Bijvoorbeeld: Je hebt recht op rust, vrije tijd en betaalde vakantie. Omdat vakanties belangrijk zijn voor mensen!
Vraag bij klasgenoten na, welke keuzes hebben zij gemaakt. Waarom hebben ze voor deze rechten gekozen?
3.2. “Wat gij niet wilt dat u geschiedt, doe dat ook een ander niet.”
Wij kennen in Nederland het spreekwoord: “Wat gij niet wilt dat u geschiedt, doe dat ook een ander niet.” Vrijheid hebben, betekent dus dat je wel moet nadenken over wat je doet en wat je zegt.
Opdracht 6
Hieronder staan vijf nieuwsberichten die gaan over gedrag waarvoor iets of iemand zich voor de rechter moest verantwoorden.
a) Leg uit hoe deze persoon/personen zich heeft/hebben gedragen.
1. Veel leden van de motorclub Hells Angels pleegden strafbare feiten.
2. Thierry Baudet vergeleek het coronabeleid met de Holocaust.
3. Willem Engel riep op tot geweld tegen anderen.
4. Manuel Broekman heeft een meisje betast in de bar, hij ontkent dat.
b) Heeft de rechter volgens jou wel of niet goed geoordeeld?
Bijvoorbeeld: Ja, de rechter heeft de juiste beslissing genomen, de straf is terecht. Of: Ik vond de straf te laag/te hoog. Of: Het is onzin dat de rechter deze straf heeft opgelegd.
3.3. “Gewoon je bek houden”
Minister-president Mark Rutte wordt door een journalist bevraagd over het “juichverbod” tijdens de coronacrisis. Supporters vinden het moeilijk zich aan deze regels te houden. Zijn reactie?
Premier Rutte over schreeuwende supporters: ‘Gewoon je bek houden’
Premier Rutte heeft geen goed woord over voor juichende en schreeuwende voetbalsupporters. Gisteren ging het onder meer mis in De Kuip en bij ADO Den Haag. “Het is gewoon heel erg dom. Je moet je bek houden als je daar zit”, zegt Rutte vandaag in een reactie.
a) Ben je het met de minister-president eens? Leg uit, waarom wel of waarom niet.
Bijvoorbeeld: Ik ben het WEL eens met de minister-president, omdat ook supporters zich een beetje moeten aanpassen aan de coronacrisis.
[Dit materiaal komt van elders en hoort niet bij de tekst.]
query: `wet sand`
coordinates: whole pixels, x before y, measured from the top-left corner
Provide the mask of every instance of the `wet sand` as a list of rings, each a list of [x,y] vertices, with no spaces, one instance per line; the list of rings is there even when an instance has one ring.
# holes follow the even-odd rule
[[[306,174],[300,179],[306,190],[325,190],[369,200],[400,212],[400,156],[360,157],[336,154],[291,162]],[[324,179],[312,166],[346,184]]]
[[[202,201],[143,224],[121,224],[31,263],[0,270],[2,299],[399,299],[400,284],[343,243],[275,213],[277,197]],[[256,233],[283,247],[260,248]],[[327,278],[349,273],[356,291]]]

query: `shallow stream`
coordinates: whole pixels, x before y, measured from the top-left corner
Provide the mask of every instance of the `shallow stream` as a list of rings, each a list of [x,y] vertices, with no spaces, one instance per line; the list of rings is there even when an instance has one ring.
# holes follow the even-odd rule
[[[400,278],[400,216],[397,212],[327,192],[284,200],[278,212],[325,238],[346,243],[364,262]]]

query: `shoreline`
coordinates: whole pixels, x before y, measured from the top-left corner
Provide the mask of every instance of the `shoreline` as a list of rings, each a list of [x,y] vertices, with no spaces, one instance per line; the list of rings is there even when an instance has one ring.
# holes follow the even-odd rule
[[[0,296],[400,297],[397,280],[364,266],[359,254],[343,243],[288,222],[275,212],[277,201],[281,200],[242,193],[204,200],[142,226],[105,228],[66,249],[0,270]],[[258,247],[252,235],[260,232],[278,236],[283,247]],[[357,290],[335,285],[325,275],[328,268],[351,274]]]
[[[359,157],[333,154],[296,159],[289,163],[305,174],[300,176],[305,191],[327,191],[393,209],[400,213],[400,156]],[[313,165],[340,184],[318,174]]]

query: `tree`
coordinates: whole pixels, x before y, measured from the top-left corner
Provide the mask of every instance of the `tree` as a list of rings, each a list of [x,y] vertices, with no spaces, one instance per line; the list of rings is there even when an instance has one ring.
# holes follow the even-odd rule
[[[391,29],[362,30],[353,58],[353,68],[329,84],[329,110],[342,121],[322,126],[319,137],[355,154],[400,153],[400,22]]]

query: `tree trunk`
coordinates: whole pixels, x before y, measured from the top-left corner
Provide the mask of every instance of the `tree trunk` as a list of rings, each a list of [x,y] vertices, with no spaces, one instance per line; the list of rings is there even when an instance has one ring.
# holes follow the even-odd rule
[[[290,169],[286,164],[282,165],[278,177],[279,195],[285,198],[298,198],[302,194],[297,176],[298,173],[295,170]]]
Of: Ik ben het NIET eens met de minister-president, want als er zo’n sfeer hangt dan wil je gewoon zingen en schreeuwen.
b) Waarom was het in de coronacrisis voor veel mensen moeilijk om verantwoordelijkheid te nemen?
Omdat de reden waarom je het moest doen ingewikkeld was, het virus is onzichtbaar, sommige mensen hadden dus geen idee waarom ze dit aan doen waren.
c) De minister-president kreeg veel kritiek over deze uitspraak. Vind jij dat een minister-president kan zeggen dat je “gewoon je bek moet houden”?
Bijvoorbeeld: Ja, hij is ook maar een mens en misschien dat ze het dan beter snappen. Of: Nee, hij heeft een voorbeeldfunctie, hij moet altijd netjes blijven.
Deze les gaat over vrijheid. We hebben geleerd dat je verantwoordelijk met vrijheid om moet gaan. Maar soms is dat best lastig, want wanneer houdt vrijheid op?
Opdracht 8
Heeft iedereen altijd recht op vrijheid? Leg uit wanneer iemand volgens jou geen recht meer heeft op vrijheid.
Bijvoorbeeld: Wanneer iemand anderen in gevaar brengt, dan houdt zijn vrijheid op.